The timber came from the forests at Kawakawa, with the Brampton, which was wrecked in the Bay of Islands in 1823, also providing some timber.

==Voyages==
Herald went to Sydney, Australia four times and the Bay of Plenty four times. She also sailed three times around the North Cape, to Hokianga Harbour on the west coast of the North Island of New Zealand.

=== Maiden voyage (1826) ===
On 16 February 1826 Herald departed Paihia for Sydney (Port Jackson) to complete her fittings and to obtain a cargo of stores for the mission. On board were a crew of three Māori men and three boys, two English seamen, William Fairburn as supercargo, William Puckey as mate, Gilbert Mair as captain, and Henry Williams. Also on board as passengers, were Mr and Mrs Puckey and their daughter, Rangituke (the son of Ana Hamu and Te Koki, a Ngāpuhi chief) and William Hall, who had become sick.
- 7 March - arrived at Port Jackson.
- 30 May – arrived at Paihia.

=== Second voyage (1826) ===
On 20 June Herald departed Paihia on her first voyage to Tauranga to trade for pork and potatoes for the mission. The passengers were Henry Williams, Richard Davis, George Clarke, James Shepherd, Rangituke and Te Koki. At 9 am on Friday 23 June 1826 Herald became the first European ship to enter Tauranga Harbour. Henry Williams conducted a Christian service at Otamataha Pā.

On 3 July Herald arrived at Paihia.

=== Third voyage (1826) ===
On 19 September Herald departed Paihia for Hokianga. However dangerous seas prevented Herald from entering the harbour.

=== Fourth voyage (1826) ===
On 12 October Herald departed Paihia on her second voyage to Hokianga, arriving on 15 October.

=== Fifth voyage (1826) ===
- 28 November – departed Paihia for Tauranga, to trade for potatoes. Henry Williams and Richard Davis landed on Whakaari / White Island.
- 2 December – arrived at Tauranga and returned to Paihia on 12 December.

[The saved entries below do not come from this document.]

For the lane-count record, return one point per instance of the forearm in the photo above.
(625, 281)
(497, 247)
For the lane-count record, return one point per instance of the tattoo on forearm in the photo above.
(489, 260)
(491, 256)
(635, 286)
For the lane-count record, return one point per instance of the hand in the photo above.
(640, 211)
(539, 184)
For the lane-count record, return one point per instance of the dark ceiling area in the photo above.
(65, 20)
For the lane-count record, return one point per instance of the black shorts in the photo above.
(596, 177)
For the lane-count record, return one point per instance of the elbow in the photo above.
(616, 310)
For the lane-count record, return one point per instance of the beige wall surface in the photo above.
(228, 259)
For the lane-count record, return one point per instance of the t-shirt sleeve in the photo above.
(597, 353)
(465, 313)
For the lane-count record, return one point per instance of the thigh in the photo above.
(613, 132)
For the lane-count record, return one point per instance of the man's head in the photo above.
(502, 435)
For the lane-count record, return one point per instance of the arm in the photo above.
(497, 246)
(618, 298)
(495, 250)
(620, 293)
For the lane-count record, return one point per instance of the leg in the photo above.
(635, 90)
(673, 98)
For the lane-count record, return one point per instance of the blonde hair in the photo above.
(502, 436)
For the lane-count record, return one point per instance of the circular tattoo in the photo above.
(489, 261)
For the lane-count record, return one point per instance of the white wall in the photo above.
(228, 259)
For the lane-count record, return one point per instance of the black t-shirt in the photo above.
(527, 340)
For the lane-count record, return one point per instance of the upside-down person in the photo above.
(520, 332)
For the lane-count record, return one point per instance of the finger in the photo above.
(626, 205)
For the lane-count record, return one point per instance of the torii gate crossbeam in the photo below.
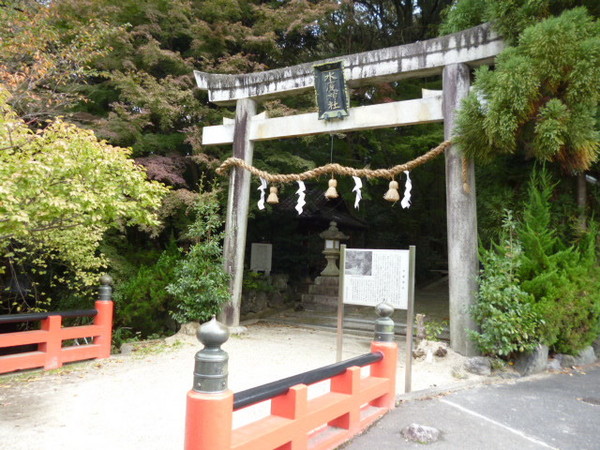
(451, 55)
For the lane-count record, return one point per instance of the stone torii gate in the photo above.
(453, 56)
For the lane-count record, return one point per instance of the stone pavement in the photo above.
(560, 411)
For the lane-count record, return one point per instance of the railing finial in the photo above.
(210, 370)
(105, 290)
(384, 325)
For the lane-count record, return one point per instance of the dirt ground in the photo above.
(138, 400)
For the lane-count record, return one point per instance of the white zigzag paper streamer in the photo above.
(357, 189)
(301, 196)
(405, 203)
(262, 188)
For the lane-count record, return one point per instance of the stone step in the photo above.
(316, 289)
(327, 281)
(326, 321)
(320, 299)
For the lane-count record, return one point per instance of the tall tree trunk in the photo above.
(582, 201)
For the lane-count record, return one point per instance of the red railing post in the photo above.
(384, 343)
(386, 368)
(52, 345)
(104, 318)
(209, 414)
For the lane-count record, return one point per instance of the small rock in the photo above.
(126, 349)
(586, 356)
(420, 433)
(553, 364)
(508, 374)
(441, 352)
(596, 347)
(189, 329)
(418, 352)
(532, 362)
(479, 365)
(429, 357)
(459, 374)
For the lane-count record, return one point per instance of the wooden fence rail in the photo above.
(295, 422)
(50, 338)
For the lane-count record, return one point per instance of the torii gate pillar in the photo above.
(461, 210)
(453, 56)
(238, 203)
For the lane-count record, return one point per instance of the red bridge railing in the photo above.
(50, 353)
(295, 422)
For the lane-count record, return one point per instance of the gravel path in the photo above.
(138, 400)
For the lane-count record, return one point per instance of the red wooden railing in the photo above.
(296, 422)
(50, 337)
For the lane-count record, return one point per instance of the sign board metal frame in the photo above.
(410, 300)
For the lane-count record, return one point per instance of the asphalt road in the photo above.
(560, 411)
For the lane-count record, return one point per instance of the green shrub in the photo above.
(504, 312)
(562, 278)
(534, 287)
(142, 302)
(201, 284)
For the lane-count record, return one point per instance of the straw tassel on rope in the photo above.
(392, 194)
(331, 190)
(272, 199)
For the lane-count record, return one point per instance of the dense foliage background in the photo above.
(123, 70)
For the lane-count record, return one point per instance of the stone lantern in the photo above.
(332, 237)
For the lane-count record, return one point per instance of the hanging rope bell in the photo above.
(392, 194)
(331, 191)
(272, 198)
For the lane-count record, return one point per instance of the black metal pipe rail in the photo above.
(30, 317)
(267, 391)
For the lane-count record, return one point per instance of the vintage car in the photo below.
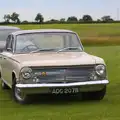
(4, 32)
(50, 61)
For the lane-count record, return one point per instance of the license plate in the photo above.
(64, 90)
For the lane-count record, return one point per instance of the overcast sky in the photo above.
(59, 8)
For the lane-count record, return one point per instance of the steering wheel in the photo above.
(28, 47)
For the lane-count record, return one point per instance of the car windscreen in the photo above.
(46, 41)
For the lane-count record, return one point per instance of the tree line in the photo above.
(14, 17)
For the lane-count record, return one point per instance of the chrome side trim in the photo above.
(104, 82)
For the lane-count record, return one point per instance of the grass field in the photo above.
(52, 109)
(89, 33)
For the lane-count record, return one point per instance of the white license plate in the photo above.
(64, 90)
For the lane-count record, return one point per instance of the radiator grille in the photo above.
(68, 74)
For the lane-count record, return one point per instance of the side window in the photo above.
(9, 43)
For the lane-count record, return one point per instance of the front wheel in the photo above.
(19, 96)
(98, 95)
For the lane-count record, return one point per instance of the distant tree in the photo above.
(107, 18)
(98, 20)
(7, 18)
(87, 18)
(81, 20)
(62, 20)
(39, 18)
(72, 19)
(25, 21)
(15, 17)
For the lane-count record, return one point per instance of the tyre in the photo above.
(18, 95)
(4, 85)
(98, 95)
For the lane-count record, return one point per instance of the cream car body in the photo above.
(49, 62)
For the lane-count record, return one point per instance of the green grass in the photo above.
(107, 109)
(89, 33)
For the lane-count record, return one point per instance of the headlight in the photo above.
(26, 72)
(101, 70)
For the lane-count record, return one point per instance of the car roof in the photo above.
(40, 30)
(9, 28)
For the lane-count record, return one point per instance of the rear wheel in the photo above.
(19, 95)
(98, 95)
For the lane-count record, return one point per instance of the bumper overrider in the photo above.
(46, 88)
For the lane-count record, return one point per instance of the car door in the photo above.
(6, 61)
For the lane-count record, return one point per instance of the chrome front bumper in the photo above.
(45, 88)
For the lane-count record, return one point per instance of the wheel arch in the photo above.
(14, 76)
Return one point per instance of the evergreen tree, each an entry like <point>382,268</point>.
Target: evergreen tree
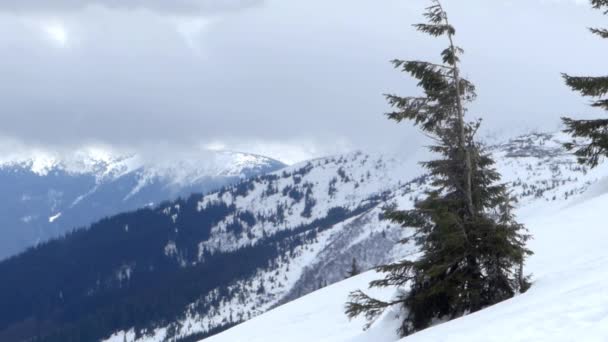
<point>594,133</point>
<point>472,249</point>
<point>354,269</point>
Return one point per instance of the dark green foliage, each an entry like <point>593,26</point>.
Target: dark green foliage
<point>472,249</point>
<point>67,289</point>
<point>593,145</point>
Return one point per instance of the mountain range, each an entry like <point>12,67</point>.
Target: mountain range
<point>44,195</point>
<point>190,268</point>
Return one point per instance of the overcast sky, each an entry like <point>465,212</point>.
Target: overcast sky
<point>292,79</point>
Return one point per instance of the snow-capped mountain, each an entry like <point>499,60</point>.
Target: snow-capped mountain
<point>46,194</point>
<point>563,209</point>
<point>219,259</point>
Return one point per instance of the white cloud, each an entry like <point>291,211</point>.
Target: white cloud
<point>182,7</point>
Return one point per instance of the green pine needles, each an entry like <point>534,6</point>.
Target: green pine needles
<point>472,249</point>
<point>594,133</point>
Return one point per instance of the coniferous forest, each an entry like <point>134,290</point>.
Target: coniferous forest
<point>433,246</point>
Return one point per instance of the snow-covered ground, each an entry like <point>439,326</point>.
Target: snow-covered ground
<point>568,301</point>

=== Sixth voyage (1826–27) ===
- 28 December 1826 – departed Paihia for Port Jackson to obtain stores for the mission.
- 17 January 1827 – at Sydney.
- 15 March 1827 – arrived at Paihia, with stores. (Note: Cargo Manifest: 2 Buts Salt, 2 Barrels Pitch, 1 Ditto Tar, 12 Cases Soap, 1 Ton Sugar, 29 Casks fine Flour, 9 Ditto second do., 1 Hhd. Beer, 2 Casks Axes, I Cask Native Clothing, I Ditto Sundries.)

=== Seventh voyage (1827) ===
- 26 March – departed Paihia for Tauranga. Richard Davis and James Shepherd were sent to trade with the Māori.
- 7 April – arrived Paihia with a cargo of potatoes and some flax.

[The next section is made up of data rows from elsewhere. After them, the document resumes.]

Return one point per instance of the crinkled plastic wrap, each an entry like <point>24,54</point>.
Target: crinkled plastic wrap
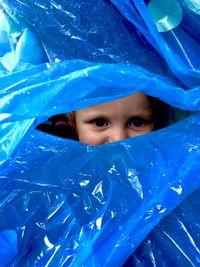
<point>130,203</point>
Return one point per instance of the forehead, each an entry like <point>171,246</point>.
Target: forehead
<point>136,103</point>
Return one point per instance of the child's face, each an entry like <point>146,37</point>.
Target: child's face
<point>114,121</point>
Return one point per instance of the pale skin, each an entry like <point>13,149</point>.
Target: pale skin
<point>114,121</point>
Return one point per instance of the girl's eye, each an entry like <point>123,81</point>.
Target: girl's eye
<point>100,122</point>
<point>137,122</point>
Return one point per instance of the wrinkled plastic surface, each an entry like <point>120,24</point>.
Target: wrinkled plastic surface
<point>131,203</point>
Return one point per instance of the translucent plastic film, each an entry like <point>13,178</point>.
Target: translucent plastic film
<point>134,202</point>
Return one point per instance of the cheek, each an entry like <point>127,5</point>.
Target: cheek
<point>89,137</point>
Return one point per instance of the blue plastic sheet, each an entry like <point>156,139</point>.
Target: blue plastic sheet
<point>134,202</point>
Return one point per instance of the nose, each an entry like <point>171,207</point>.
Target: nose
<point>117,135</point>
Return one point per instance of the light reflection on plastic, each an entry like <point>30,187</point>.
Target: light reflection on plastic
<point>48,243</point>
<point>193,5</point>
<point>178,189</point>
<point>167,14</point>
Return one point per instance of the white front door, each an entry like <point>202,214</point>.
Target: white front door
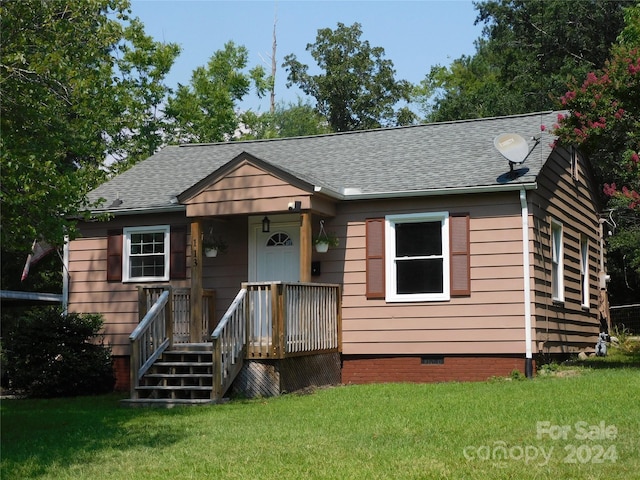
<point>275,256</point>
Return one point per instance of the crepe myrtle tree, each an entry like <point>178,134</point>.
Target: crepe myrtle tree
<point>604,122</point>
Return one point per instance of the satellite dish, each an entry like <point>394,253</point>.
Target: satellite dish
<point>512,147</point>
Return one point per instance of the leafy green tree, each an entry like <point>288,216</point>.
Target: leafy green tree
<point>205,110</point>
<point>604,121</point>
<point>79,81</point>
<point>292,120</point>
<point>528,52</point>
<point>357,89</point>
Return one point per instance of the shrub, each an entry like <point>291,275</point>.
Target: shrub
<point>48,354</point>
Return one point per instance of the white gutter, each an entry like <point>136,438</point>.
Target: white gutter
<point>137,211</point>
<point>427,193</point>
<point>527,283</point>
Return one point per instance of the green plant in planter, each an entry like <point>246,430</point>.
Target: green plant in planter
<point>324,240</point>
<point>212,243</point>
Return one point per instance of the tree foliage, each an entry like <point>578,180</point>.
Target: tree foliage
<point>604,121</point>
<point>287,120</point>
<point>357,88</point>
<point>528,52</point>
<point>80,81</point>
<point>205,110</point>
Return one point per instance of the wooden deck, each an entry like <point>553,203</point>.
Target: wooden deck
<point>277,336</point>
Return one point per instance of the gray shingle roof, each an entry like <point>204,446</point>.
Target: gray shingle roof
<point>420,158</point>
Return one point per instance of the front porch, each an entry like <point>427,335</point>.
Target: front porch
<point>275,337</point>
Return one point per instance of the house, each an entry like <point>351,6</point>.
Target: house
<point>453,263</point>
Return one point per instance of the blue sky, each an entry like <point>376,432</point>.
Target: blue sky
<point>414,34</point>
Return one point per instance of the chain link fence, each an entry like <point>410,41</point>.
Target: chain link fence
<point>626,318</point>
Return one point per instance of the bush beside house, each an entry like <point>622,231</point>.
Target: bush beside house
<point>47,354</point>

=== Eighth voyage (1827) ===
- 23 July – departed Paihia for Port Jackson. Richard Davis was sent to arrange the printing of religious texts.
- 8 October – arrived at Paihia with cargo of stores. James Stack was a passenger. Stack was a Wesleyan Methodist missionary who later joined the CMS.

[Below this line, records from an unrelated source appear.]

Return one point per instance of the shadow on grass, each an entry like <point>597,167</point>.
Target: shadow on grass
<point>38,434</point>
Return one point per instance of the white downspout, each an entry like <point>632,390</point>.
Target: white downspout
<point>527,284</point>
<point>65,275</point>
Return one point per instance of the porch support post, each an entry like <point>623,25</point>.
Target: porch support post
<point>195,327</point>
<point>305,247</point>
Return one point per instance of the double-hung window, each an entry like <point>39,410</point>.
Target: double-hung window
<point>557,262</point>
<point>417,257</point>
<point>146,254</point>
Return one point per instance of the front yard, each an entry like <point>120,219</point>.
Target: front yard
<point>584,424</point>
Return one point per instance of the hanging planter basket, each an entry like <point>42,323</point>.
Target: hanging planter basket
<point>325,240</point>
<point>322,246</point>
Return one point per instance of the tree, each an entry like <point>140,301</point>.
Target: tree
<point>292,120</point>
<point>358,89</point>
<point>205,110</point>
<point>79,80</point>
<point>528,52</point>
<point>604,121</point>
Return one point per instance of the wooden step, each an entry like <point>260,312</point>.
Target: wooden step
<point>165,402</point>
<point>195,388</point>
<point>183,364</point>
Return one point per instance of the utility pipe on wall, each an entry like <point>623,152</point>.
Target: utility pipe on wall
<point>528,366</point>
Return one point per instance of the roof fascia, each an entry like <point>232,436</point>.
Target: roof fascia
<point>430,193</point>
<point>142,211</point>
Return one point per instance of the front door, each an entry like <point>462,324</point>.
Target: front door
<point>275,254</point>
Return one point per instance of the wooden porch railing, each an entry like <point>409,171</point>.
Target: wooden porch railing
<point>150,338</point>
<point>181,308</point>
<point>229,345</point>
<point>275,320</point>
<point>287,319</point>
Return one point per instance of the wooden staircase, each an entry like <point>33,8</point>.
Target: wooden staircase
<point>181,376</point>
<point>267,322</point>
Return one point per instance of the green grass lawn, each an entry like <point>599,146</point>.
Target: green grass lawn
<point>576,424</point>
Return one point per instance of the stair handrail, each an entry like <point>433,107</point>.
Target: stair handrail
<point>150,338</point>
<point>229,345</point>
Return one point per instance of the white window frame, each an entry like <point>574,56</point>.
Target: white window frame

=== Ninth voyage (1827–28) ===
- 19 November – departed Paihia for Port Jackson, arriving 4 December.
- 19 January – arrived Paihia, with the Revd. William Yate as a passenger.

=== Tenth voyage (1828) ===
- 4 April – departed Paihia for the Bay of Plenty to return some Rotorua Māori. The Herald visited Tuhua (Mayor Island). After landing the Rotorua Māori at Maketu, the voyage continued to Whakatāne and Ōpōtiki in the eastern Bay of Plenty. The Herald returned to Tauranga Harbour and anchored off Te Papa where Williams traded with the Māori for potatoes.
- 18 April – arrived at Paihia.

=== Eleventh voyage (1828) ===
- 3 May – departed Paihia for Hokianga Harbour with William Fairburn being sent to trade for potatoes.

==Wreck of the Herald==
On 6 May 1828 the Herald was wrecked on the Hokianga bar. She had been off the harbour for two days, waiting a favourable opportunity, as a high sea was then running. On the 6th, a little before sunset, she was making for the bar with a fair wind; but, when upon the bar, the wind suddenly failed, and she was left to the power of the breakers, and was carried upon the rocks. The master and the crew clung to the rigging till morning; when the tide allow them to walk ashore – there was no loss of life. The Chief Mate William Lewington, made a statement in 1828, attested by James Norton, giving details of the wreck of the Herald and protesting that it was not due to any neglect of duty.

==Memorial==
A memorial stone for the Herald was erected on the beach at Paihia.

The Herald appeared on a 5c stamp that was issued by New Zealand Post in 1975.